Bugün Karadağ’da hava koşulları ve zemin futbol oynamaya son derece elverişli konumdaydı. Denk güçlerin mücadelesi olduğunu söylemek ne kadar doğru bilmiyorum. Lefke’nin teknik kapasite olarak rakibinden daha üstün olduğunu söylemek mümkün. Buna rağmen konuk Cihangir takımı ise oyun disiplinine daha bağlı ve hocasının istediklerini sahaya yansıtmaya daha istekli bir görünümdeydi. Oyunun ilk bölümlerinde Lefke’nin rakibine üstünlük kurma gayretleri vardı, ancak organize atak geliştirmek yerine “Yüklenin da olacak” mentalitesi ancak köşe atışından gelen karambolde Lefke’ye golü getirdi. Golü küçümsemek gibi bir düşüncem tabi ki yok. Tecrübeli Kasım’ın arka direkte iyi yer alması hem golcülüğünün hem de tecrübesinin bir ürünüydü. Lefke yüklenmesine yüklendi ama Mishali gibi bir adamı da hafife almanın faturasını ağır ödedi. Penaltı olmasa Mishali o pozisyonda zaten boş geçmezdi.
İlk yarı bu skorla tamamlandı ancak Lefke futbolcularının Cihangir’in kazandığı penaltı golünden sonra bu kadar gerilmeleri oyunlarına hiç de olumlu yansımadı. İkinci devre oyuna iyi başlayan ve golü bulan taraf yine Lefke oldu. Cihangir takımı kalesinde gördüğü ikinci golden sonra da oyun disiplininden kopmadı. Özellikle Lefke kalecisinin kullandığı kale atışlarında orta alan çizgisini bir hat olarak kullanmaları ve takımın boyunu mümkün mertebe kısaltmalarının yanı sıra kendi yarı alanlarında kazandıkları topları kısa paslar aracılığıyla rakip sahaya taşımaları tipik bir Toygar Davulcu mantalitesiydi ki, bu mantalite sayesinde istedikleri ikinci golü buldular. Hem de çok şık bir vuruşla.
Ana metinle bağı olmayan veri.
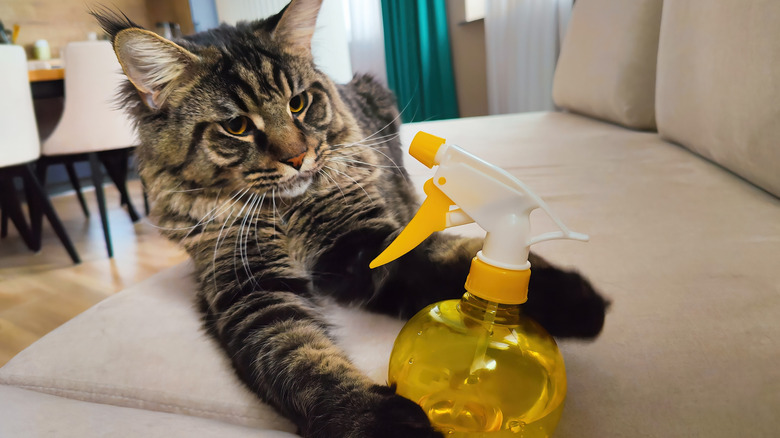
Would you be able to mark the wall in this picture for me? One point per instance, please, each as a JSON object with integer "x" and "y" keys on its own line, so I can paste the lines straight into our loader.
{"x": 175, "y": 11}
{"x": 61, "y": 21}
{"x": 467, "y": 41}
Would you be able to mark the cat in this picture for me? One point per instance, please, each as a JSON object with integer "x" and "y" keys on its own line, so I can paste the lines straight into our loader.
{"x": 282, "y": 186}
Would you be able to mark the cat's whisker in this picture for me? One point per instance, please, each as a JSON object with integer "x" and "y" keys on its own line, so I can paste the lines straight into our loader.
{"x": 220, "y": 239}
{"x": 353, "y": 180}
{"x": 273, "y": 215}
{"x": 259, "y": 210}
{"x": 323, "y": 172}
{"x": 243, "y": 237}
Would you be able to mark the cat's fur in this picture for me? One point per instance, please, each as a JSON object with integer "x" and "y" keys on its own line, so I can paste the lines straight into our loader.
{"x": 269, "y": 239}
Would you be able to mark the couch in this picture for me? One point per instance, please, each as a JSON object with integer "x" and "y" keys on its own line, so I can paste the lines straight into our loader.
{"x": 666, "y": 151}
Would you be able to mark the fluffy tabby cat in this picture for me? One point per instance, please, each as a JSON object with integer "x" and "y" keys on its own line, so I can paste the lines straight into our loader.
{"x": 282, "y": 186}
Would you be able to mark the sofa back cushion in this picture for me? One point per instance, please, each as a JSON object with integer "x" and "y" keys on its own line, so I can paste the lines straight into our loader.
{"x": 607, "y": 64}
{"x": 718, "y": 91}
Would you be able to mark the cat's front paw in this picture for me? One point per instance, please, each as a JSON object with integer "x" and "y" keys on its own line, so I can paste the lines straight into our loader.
{"x": 565, "y": 303}
{"x": 384, "y": 414}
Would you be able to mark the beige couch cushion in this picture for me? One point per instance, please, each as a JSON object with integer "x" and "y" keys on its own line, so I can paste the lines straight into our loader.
{"x": 31, "y": 414}
{"x": 690, "y": 346}
{"x": 719, "y": 84}
{"x": 607, "y": 64}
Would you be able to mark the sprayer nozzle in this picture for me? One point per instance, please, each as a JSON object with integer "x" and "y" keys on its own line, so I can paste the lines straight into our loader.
{"x": 424, "y": 148}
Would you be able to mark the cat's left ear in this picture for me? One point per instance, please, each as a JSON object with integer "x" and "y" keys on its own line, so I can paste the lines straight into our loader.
{"x": 297, "y": 24}
{"x": 154, "y": 65}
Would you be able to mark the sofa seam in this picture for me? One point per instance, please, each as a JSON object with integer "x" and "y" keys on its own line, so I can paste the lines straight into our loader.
{"x": 46, "y": 389}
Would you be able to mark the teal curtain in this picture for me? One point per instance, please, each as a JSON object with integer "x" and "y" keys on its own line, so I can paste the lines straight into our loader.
{"x": 419, "y": 64}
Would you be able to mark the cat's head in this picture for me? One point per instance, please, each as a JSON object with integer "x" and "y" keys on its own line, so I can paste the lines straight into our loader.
{"x": 232, "y": 107}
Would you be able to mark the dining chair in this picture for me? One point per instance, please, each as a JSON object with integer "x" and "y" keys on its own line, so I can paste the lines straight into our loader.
{"x": 92, "y": 128}
{"x": 19, "y": 148}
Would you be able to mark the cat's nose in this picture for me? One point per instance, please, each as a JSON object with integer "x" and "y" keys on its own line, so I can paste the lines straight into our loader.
{"x": 294, "y": 162}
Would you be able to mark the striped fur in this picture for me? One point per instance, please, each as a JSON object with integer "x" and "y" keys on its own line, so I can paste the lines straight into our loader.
{"x": 269, "y": 241}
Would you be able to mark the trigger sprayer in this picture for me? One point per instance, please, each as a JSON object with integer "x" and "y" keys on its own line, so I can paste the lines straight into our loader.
{"x": 477, "y": 366}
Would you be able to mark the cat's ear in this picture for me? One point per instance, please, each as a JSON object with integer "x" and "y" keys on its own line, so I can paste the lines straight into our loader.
{"x": 153, "y": 64}
{"x": 296, "y": 26}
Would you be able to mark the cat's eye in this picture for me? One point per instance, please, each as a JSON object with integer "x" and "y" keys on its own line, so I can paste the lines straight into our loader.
{"x": 237, "y": 125}
{"x": 298, "y": 103}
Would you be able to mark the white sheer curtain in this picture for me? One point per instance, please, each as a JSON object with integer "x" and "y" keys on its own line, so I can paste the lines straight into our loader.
{"x": 522, "y": 41}
{"x": 365, "y": 32}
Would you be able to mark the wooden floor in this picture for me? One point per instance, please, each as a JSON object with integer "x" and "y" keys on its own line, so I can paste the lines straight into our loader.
{"x": 41, "y": 291}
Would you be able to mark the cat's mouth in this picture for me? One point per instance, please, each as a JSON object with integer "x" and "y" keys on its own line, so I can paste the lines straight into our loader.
{"x": 295, "y": 187}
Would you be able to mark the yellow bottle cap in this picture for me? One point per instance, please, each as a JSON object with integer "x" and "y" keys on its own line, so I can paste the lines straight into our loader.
{"x": 424, "y": 148}
{"x": 503, "y": 286}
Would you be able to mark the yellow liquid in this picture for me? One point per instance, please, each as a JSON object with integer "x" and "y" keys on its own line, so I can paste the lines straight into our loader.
{"x": 479, "y": 369}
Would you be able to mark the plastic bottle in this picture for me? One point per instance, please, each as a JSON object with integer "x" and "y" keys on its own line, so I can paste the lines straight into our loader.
{"x": 478, "y": 366}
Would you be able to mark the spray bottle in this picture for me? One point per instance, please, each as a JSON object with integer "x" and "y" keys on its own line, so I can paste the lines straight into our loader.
{"x": 477, "y": 365}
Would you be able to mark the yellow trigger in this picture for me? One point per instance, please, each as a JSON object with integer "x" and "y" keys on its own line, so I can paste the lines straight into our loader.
{"x": 431, "y": 217}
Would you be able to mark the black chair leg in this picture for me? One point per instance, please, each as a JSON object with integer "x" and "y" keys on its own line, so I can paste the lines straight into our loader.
{"x": 74, "y": 181}
{"x": 116, "y": 166}
{"x": 12, "y": 209}
{"x": 42, "y": 199}
{"x": 3, "y": 222}
{"x": 97, "y": 180}
{"x": 36, "y": 210}
{"x": 146, "y": 198}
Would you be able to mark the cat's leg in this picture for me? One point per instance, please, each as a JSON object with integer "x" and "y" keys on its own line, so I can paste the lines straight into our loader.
{"x": 564, "y": 302}
{"x": 280, "y": 347}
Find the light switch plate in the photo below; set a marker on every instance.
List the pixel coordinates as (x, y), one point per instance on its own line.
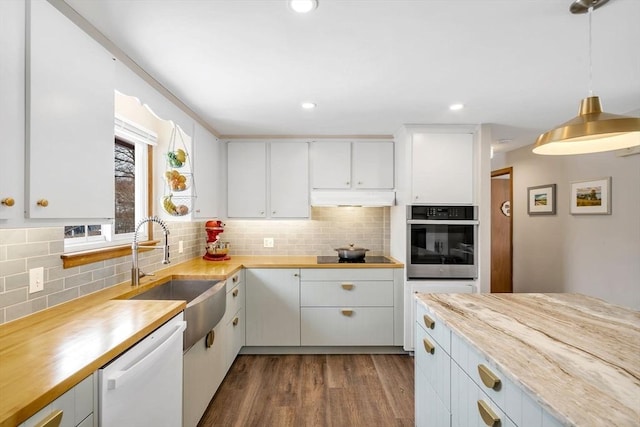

Keşke yazımı hep futbolun güzelliklerini yazarak sonlandırsaydım, ancak içime yara olan noktayı yazmazsam kendime olan saygımı da kaybederim. Lefke camiasına kupa sevinci yaşatan ve Lefke Türk Spor Kulübü’nün tarihine adını altın harflerle yazdıran bir hocayı, Toygar Davulcu’yu, bağrına basıp ‘Hoş geldin hocam’ demek yerine kötü tezahüratta bulunan zihniyeti şiddetle ve esefle kınıyorum. Trübünden atılan bu kötü sözler bütün Lefkelileri bağlamaz elbette ama bunu söyleyeni de uyarmak hatta stattan dışarı atmak da yine stattakilerin göreviydi. Hatta orada bulunan yöneticilerin göreviydi.